If you run on Android via adb, the shell is right there. The classic example is battery temperature — useful for spotting tests that ran while the phone was thermal-throttling.

/**
 * @param {import('browsertime').BrowsertimeContext} context
 * @param {import('browsertime').BrowsertimeCommands} commands
 */
export default async function (context, commands) {
  // Check temperature before the test even starts so you can correlate
  const startTemp = await commands.android.shell(
    `dumpsys battery | grep temperature | grep -Eo '[0-9]{1,3}'`
  );

  await commands.measure.start('https://www.example.org/');

  // Measure again after the test
  const endTemp = await commands.android.shell(
    `dumpsys battery | grep temperature | grep -Eo '[0-9]{1,3}'`
  );

  commands.measure.addObject({
    batteryTempStart: parseInt(startTemp, 10) / 10, // dumpsys returns tenths of a degree
    batteryTempEnd: parseInt(endTemp, 10) / 10
  });
};

iOS doesn't expose the same shell access — see the Mobile devices tutorial for what is and isn't available there.

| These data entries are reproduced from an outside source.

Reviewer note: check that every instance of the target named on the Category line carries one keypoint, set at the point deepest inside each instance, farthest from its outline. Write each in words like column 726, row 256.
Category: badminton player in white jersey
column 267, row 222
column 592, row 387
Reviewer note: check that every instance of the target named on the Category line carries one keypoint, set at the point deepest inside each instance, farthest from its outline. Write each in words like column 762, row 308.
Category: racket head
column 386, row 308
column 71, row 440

Pattern 5: derive a metric from existing metrics

commands.measure.add doesn't have to read from the page. You can compute a derived value and attach it. Example: a "metrics ratio" — what proportion of total blocking time happens before the largest contentful paint.

/**
 * @param {import('browsertime').BrowsertimeContext} context
 * @param {import('browsertime').BrowsertimeCommands} commands
 */
export default async function (context, commands) {
  await commands.measure.start('https://www.example.org/');
  await commands.measure.stop();

  // Pull the metrics that just got collected, compute a derived value
  const metrics = await commands.js.run(`
    const lcp = performance.getEntriesByType('largest-contentful-paint').slice(-1)[0]?.startTime;
    return { lcp: lcp ?? null };
  `);

  if (metrics.lcp != null) {
    commands.measure.add('lcpRoundedToHundred', Math.round(metrics.lcp / 100) * 100);
  }
};

Naming conventions

Metric names show up directly in dashboards and in the HTML report, so name them so they read sensibly when sorted alphabetically next to the built-in metrics. Some habits that pay off later:

  • lowerCamelCase, like commentCount, batteryTempStart, not comment_count or Battery temp. The built-in Browsertime metrics use camelCase and your custom ones will look out of place if they don't.
  • prefix related metrics so they group in the dashboard — cart_* for cart-related custom metrics, temp_* for temperature, etc.
  • keep the names stable — once you start charting them in Grafana, renaming costs you historical data.

What not to do

  • Do not call commands.measure.add before commands.measure.start — there's no current measurement for the metric to attach to and the call is silently dropped.
  • Do not pass non-numeric values as metrics — strings won't chart and may break dashboards. If you want to track a string (e.g. "which CDN edge served the response"), log it via context.log.info(...) instead and pull it from logs.
  • Do not use add for high-cardinality values like timestamps or unique IDs. Each unique metric name takes a Graphite/InfluxDB series; thousands of them will balloon storage. Aggregate first, then attach.